My parents lived on the very outer edge of Brewster Square in an old farmhouse that dated back to the 1800s. It was a traditional house, white with red shutters and a big wrap-around porch, with acres of land, several outbuildings full of assorted farm equipment, goats, cats and one dog. It may have had scuff marks on the hardwood floors and doors that didn’t close all the way because the house was a little bit crooked on its foundation, but it was a warm home, full of sunlight, laughter and the scent of good food.
They bought the house before I was born and have lived in it for almost thirty years. I grew up playing in every inch of the space, and every time I visited I felt the warm welcome of home wrap around me. My parents always had a genuine delight when people visited and had an open-door, open-kitchen policy. They loved their lives and loved each other.
My mother was leaning over the kitchen sink when I walked in, scrubbing with a ferocity that dared dirt, smudges or stains t
o adhere to the surface. Her glass fronted cabinets sparkled, the counters were clear of junk and wiped clean, and I wondered not for the first time what my mother would do if I tried to eat off the floor. Frankly, not only was it clean enough, but somebody ought to do it just because they could.
“Ava!” Her face lit up with a smile as she turned the faucet off and wiped her hands dry. Throwing her arms around me, she took a deep breath as if relieved I was finally home.
“I heard what happened,” she said, releasing me and stepping back to look me up and down. “Are you okay?”
I nodded, but my eyes filled with tears. My mother, the woman who is and always has been a constant source of comfort in my life, was the one person I could always count on to withhold judgment and let me simply be myself.
The sound of the back door slamming echoed through the kitchen. I heard my father’s footsteps in the mudroom and quickly tried to dry my eyes.
“This is too much for you,” he announced as soon as he saw me. “Pack a bag, and come stay in your room until this all blows over.”
“For God’s sake, Rourke, she’s a grown woman, she’s certainly capable of taking care of herself.” My mother was right. Even if I’d felt like I needed to run home, there was no way I was going to do it now.
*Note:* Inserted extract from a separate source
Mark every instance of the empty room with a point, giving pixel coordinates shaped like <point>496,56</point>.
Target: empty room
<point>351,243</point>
“She needs her parents at a time like this. My baby girl witnessed something horrific, and I want her to know she has a place to come home to, that’s all.”
The old farmhouse still had my and Giuseppe’s old bedroom sets, and my parents made sure we always had a room to call our own. Everything was still in “our” rooms in the same way it had been when we were kids, so we wouldn’t feel excluded once we moved. Sometimes that gesture touched me, and sometimes it made me feel suffocated.
Today I just felt tired. Of course, I had a good reason for that.
As I opened my mouth to ask how they knew about last night, a long, piercing wail came from the other side of the house.
“I’ll take care of that,” my mother said. “Rourke, dear, why don’t you grab a cup of coffee and fill Ava in on what we know? Maybe she’s got more information to share with us.”